GE spins out MEMS startup: wants cheaper power switches

December 12, 2016 // By Julien Happich
GE spins out MEMS startup: wants cheaper power switches
Last week, GE Ventures, Microsemi, Corning and Paladin Capital Group jointly launched MEMS startup Menlo Micro, investing a total of $18.7 million in the brand new company.

The newly formed company will expand General Electric’s unique Digital-Micro-Switch (DMS) platform to broader markets across multiple industries. The novel MEMS-based high power handling switch technology has been in the R&D stage for the last 12 years at GE who has been using it in its MRI systems for two years now.

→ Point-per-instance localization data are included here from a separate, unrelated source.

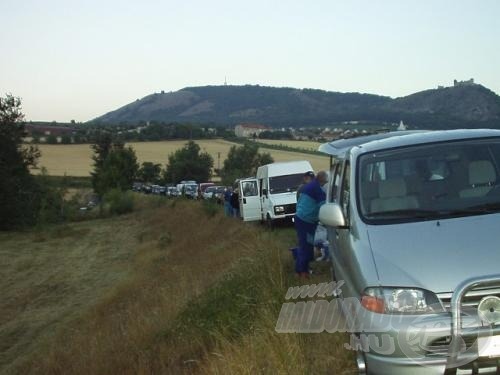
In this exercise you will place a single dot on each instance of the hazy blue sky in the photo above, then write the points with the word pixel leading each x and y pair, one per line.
pixel 79 59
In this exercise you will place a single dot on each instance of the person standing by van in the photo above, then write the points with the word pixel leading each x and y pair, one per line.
pixel 235 203
pixel 306 221
pixel 308 177
pixel 228 209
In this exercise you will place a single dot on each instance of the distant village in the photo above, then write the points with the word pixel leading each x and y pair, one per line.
pixel 71 133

eeNews Europe caught up with Menlo Micro's CEO, Russ Garcia so he would share the story behind that launch. What MEMS technology are we looking at and why couldn't GE keep this in house?

Garcia unfolded the story "Mechanical switches have been around for a long time, they can handle quite a lot of power, hundreds of volts and tens of amps. But they are bulky and expensive. SiC solid state switches have their own set of issues, they draw a lot of current and heat dissipation is also problem. GE being a power company, it uses a lot of power switches. About ten to twelve years ago, well before industrial IoT was popular, the company had a vision. What if we could make remotely programmable circuit breakers? "

"GE started looking for a source of commercially available remotely programmable circuit breakers but it couldn't find any. It characterized all the MEMS switches available at the time but the reliability wasn't there. Basically, GE's engineers determined the failure mechanisms of the MEMS switches, the material fatigue, the stiction, and they figured out they had to solve the problem themselves. GE pooled its resources in house, the metallurgists from making fins for turbine engines and semiconductor physicists, it needed high power with RF performance and billions of switching events", continued Garcia.

"The result was a new material solution that solved the reliability issue and could switch high power with a very low 'on' resistance and very low losses. They developed the technology from scratch, and tens of thousands of pieces were shipped inside GE. The first application was a PIN diode replacement in a MRI coil, handling hundreds of watts", Garcia told eeNews Europe.

"But remember that originally, GE was looking for an external supplier, because the company is not a components supplier, it is a systems supplier. By spinning out a dedicated company, it wants the technology to be scaled to many other applications and benefit from the unit cost reduction when the switch will be produced in large volumes".